Gorgeous evening at the drinking club. It was my first trip in over a month, work and kid obligations having kept me distracted from drinking chores. After 90 minutes there, I came home, opened a microbrew, and sat on the front porch with Marie and listened to a new Diana Krall CD I'd just received in the mail. Very close to a nice evening: soft music, soft autumn weather, soft conversation . . . and Meg, Max, and Tess climbing all around us, spilling food, yelling (joyously and otherwise). We then watched The Office season premier, which was good, but I fell asleep halfway through.
__________
Christmas in September. It's the memorial of St. Wenceslaus.
__________
Today's Catholic Church and capitalism. A very good starting point. One of the best blog posts I've seen this year.
Aside: In addition to its solid treatment of the subject, this might be the archetypal blog post: individual analysis, excerpts, good links. It has everything that makes blogging a unique form of literature.
__________
No matter how boneheaded they might be, I'll end up voting for a Republican. And this is why:
A fairy tale about two princes falling in love sparked a backlash – and a lawsuit – against a teacher and a school last year when it was read to a second-grade class in Massachusetts.

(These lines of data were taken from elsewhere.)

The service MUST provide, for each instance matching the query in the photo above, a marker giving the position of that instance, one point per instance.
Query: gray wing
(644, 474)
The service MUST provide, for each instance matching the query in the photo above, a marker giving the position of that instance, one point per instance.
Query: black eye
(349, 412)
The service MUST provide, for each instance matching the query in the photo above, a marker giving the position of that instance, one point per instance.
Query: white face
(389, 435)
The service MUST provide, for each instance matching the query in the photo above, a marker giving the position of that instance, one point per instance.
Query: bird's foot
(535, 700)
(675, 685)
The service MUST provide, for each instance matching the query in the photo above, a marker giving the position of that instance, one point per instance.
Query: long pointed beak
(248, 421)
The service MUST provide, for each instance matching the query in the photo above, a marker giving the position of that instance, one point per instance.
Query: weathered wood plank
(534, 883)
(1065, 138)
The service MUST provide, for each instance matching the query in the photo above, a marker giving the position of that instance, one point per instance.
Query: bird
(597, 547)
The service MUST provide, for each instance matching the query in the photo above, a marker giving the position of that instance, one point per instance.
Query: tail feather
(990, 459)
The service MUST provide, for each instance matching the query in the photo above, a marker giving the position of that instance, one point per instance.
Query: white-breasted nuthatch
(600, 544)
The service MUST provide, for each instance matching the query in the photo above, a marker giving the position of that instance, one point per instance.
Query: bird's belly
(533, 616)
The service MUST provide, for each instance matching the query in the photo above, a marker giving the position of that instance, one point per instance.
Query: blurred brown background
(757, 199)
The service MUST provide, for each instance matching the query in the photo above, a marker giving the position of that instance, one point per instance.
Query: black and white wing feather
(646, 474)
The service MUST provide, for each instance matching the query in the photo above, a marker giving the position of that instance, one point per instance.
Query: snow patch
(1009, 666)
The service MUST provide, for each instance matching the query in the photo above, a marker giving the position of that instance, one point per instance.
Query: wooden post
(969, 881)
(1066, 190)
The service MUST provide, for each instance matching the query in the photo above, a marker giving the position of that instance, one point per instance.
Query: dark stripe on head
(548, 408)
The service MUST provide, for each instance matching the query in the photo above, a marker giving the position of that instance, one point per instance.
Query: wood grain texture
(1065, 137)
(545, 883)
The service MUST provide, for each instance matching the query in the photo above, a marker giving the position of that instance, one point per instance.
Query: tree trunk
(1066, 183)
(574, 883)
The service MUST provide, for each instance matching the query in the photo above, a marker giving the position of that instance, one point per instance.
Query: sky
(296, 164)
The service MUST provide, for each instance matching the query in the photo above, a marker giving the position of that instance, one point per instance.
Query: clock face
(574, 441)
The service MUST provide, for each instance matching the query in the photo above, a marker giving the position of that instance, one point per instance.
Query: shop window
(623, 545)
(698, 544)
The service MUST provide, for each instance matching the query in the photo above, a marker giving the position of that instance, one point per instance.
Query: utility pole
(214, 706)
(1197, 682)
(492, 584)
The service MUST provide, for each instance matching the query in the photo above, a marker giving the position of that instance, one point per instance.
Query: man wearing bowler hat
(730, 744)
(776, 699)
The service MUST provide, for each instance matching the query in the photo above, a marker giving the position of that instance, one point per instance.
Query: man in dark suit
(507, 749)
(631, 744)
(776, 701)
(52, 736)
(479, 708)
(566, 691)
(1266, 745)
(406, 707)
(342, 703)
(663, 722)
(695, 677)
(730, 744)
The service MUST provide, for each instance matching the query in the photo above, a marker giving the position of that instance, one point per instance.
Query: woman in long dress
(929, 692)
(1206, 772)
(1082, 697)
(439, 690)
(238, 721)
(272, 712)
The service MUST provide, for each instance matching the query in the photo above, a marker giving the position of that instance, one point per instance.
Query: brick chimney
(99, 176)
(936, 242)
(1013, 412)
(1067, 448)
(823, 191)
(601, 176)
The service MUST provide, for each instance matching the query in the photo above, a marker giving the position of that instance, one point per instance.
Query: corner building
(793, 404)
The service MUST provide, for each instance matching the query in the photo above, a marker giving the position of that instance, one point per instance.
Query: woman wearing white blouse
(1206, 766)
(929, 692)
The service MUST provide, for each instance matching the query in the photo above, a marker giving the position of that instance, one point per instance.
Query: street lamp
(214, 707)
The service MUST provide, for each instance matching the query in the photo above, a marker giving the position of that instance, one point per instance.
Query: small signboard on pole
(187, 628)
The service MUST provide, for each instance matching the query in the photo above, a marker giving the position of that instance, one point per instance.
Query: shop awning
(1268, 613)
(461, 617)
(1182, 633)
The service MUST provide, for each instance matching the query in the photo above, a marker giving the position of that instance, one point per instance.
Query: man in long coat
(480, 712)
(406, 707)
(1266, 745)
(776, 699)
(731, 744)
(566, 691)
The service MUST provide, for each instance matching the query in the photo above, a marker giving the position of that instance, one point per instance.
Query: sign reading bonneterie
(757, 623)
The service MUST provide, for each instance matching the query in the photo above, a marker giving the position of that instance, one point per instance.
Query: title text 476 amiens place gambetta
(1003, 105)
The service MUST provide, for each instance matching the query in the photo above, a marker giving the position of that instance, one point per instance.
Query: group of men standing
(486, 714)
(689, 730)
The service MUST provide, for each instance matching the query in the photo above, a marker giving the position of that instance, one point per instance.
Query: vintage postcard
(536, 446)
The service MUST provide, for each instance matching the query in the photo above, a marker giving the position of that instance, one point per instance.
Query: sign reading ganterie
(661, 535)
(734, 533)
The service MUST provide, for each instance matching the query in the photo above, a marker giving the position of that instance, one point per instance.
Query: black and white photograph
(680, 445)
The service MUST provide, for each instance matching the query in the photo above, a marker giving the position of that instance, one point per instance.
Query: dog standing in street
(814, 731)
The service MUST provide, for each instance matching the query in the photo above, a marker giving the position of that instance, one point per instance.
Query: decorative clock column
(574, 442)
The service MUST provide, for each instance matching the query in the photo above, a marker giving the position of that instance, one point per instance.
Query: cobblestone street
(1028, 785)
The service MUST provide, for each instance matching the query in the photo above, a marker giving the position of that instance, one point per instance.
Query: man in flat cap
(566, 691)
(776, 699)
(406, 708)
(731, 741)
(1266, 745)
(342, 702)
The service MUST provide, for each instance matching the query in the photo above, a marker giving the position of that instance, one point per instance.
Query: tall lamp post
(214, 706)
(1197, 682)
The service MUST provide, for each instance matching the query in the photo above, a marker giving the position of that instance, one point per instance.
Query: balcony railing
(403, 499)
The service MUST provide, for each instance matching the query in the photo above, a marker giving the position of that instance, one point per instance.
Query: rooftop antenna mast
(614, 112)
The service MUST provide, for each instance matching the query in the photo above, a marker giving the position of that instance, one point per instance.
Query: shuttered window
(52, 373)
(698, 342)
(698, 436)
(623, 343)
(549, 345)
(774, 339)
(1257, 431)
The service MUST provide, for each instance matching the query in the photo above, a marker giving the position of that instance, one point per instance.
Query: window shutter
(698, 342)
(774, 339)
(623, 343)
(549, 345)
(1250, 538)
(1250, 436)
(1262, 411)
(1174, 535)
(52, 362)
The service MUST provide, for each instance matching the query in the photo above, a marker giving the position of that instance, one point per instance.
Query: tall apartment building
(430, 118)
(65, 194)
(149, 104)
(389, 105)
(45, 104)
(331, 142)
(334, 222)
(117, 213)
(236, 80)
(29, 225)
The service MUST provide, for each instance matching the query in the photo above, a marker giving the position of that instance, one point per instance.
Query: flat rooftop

But the three frontrunners in the Democratic presidential race suggested Wednesday night at their debate in New Hampshire that they'd support reading the controversial book to children as part of a school curriculum.
_________
Moderate-drinking mice are better adjusted than teetotalling mice.
__________
The fake wine plague.
__________
Better late than never, Miller:
Following an uproar over its sponsorship of the annual homosexual event known as the Folsom Street Fair, Miller Brewing Company has pulled its support from the event.
The scuffle over the brewer's sponsorship is over a poster for the fair that portrays half-naked sado-masochists as Christ and his disciples at the Last Supper.
I love this line from the story:
The group responsible for creating advertising for the “world's largest leather event” said it was not intended to be either "pro-religion or anti-religion."
Well, I guess, maybe. If you're a leather-totin' homosexual, such a portrayal of Our Savior might be a compliment of sorts, but could someone really think that it's a neutral-type statement? Is it morally neutral for a hooker to call another person's mother a whore?